17 thoughts on “Tolkien Tuesday #12

  1. Great observation about the forests in myth and our subconscious mind!
    Old man Willow was scary when I first read it. Now I think the character of this forest is another foreshadowing, of Fangorn and the Ents this time. The mostly asleep trees don’t dislike the hobbits, they dislike every creature capable of cutting and burning, and they have reasons, we’ve been told.
    Are there beavers in Middle earth, I wonder?

    Liked by 3 people

  2. Yay! So glad I decided to read the whole chapter in anticipation of your return.
    Yes, I have to agree that Old Man Willow is angry at the disrespect shown by man (or hobbit). I like to think they would be more help if they were treated better.
    I really enjoyed this chapter, too.

    Liked by 2 people

  3. I remember the characters voice in the movie most of all. It was deep, rich and airy. It was a voice I would expect a several hundred year old tree to have. But how true was your statement that it had a flavor of anger and resentment towards man and his axe. All he wanted was to be left alone.

    Liked by 1 person

  4. I think of all the chapters, this is my favourite. Obviously, cos I spent my childhood in the woods. But these days woods are mostly friendly (yes, I have got lost once or twice, esp when following the fungi-trail) but in days past… dark eerie places, inhabited by a gaggle of folklore characters (upon which I based my own created Grimmen)

    Liked by 1 person

  5. Pingback: Tolkien Tuesday #13 | Sammi Cox

  6. Oh my goodness, I am SO far behind! Okay, catching up a bit..

    I love your insight about how this taps into that primal fear of getting lost in the woods. It especially rang true because I just watched the film version of “Into the Woods” in anticipation of watching a live theater performance next week — and obviously the dangers of the woods are a big theme there.

    I saw Old Man Willow as a terrifying force of nature, yes, but I didn’t see him as representing a cautionary tale about Nature lashing back if we mistreat it. I guess because the hobbits (at least, these particular hobbits) didn’t do anything to mistreat the woods, or Old Man Willow, or trees in general. It seems like this forest has been there for a long time, undisturbed by people, and thus wouldn’t have much to be angry at people about. I saw him more as a wild creature, like a dragon, or an ancient shark — only one who’s locked in one place, and woe betide anyone ignorant enough to come within his grasp. More like a fairy tale vibe: those who ignore the old stories don’t know how to avoid the dangers of the magical world.

    What did strike me was this hint that Tom Bombadill and Old Man Willow had known each other for a very long time, and had had this tiff before.
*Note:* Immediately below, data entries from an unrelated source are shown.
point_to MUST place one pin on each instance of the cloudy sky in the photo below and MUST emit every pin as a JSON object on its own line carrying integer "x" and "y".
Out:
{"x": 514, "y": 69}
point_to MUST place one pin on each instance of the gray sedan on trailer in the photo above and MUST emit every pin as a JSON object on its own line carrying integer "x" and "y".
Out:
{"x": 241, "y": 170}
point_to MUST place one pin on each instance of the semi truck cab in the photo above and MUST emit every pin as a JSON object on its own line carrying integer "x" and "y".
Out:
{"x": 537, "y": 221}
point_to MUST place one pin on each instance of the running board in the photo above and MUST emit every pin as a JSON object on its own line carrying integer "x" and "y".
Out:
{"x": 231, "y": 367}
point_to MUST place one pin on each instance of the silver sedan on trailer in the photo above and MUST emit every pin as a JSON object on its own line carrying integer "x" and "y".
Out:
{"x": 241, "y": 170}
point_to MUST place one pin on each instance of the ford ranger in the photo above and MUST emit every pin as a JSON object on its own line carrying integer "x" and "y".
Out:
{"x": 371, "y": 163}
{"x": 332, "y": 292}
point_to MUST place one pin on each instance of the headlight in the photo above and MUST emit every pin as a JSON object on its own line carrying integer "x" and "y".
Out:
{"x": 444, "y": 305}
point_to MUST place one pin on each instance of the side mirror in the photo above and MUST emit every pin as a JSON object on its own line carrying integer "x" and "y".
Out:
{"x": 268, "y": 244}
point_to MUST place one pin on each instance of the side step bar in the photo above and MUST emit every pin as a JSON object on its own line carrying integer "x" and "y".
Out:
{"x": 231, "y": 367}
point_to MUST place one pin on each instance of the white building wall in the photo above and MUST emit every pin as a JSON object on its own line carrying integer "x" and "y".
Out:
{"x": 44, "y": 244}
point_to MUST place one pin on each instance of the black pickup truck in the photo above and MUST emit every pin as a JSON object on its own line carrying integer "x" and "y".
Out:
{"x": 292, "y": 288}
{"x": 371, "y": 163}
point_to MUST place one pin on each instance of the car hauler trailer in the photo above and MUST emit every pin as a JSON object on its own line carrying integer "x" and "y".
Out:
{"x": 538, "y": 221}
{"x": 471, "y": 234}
I also was intrigued by how powerful Tom’s songs are, and that he is able to save the day gently but firmly, without resorting to violence or destruction, in contrast to how some of the hot-headed elves and humans have acted in the past, and act later in these books.

    Liked by 1 person

    • I’m keeping up with the reading but falling behind with the comments lol Some things never change 🙂

      I love your thoughts here, Joy, especially the fairy tale vibe of the Old Forest. I see that warning aspect, that need to be cautious in these isolated places because you don’t know what you will find there – or what will find you.

      Also a great point about Tom not needing to resort to violence, which is something I think I missed. He is powerful and gentle, yet no less powerful for being gentle.

      Liked by 1 person

      • Yes, I love how he can be powerful and gentle. Even when others use magic, it can be violent. But Tom is a wonderful example of “Music soothes the savage beast.” ❤ Imagine if Gandalf had been able to *calm* the Balrog instead of attack him.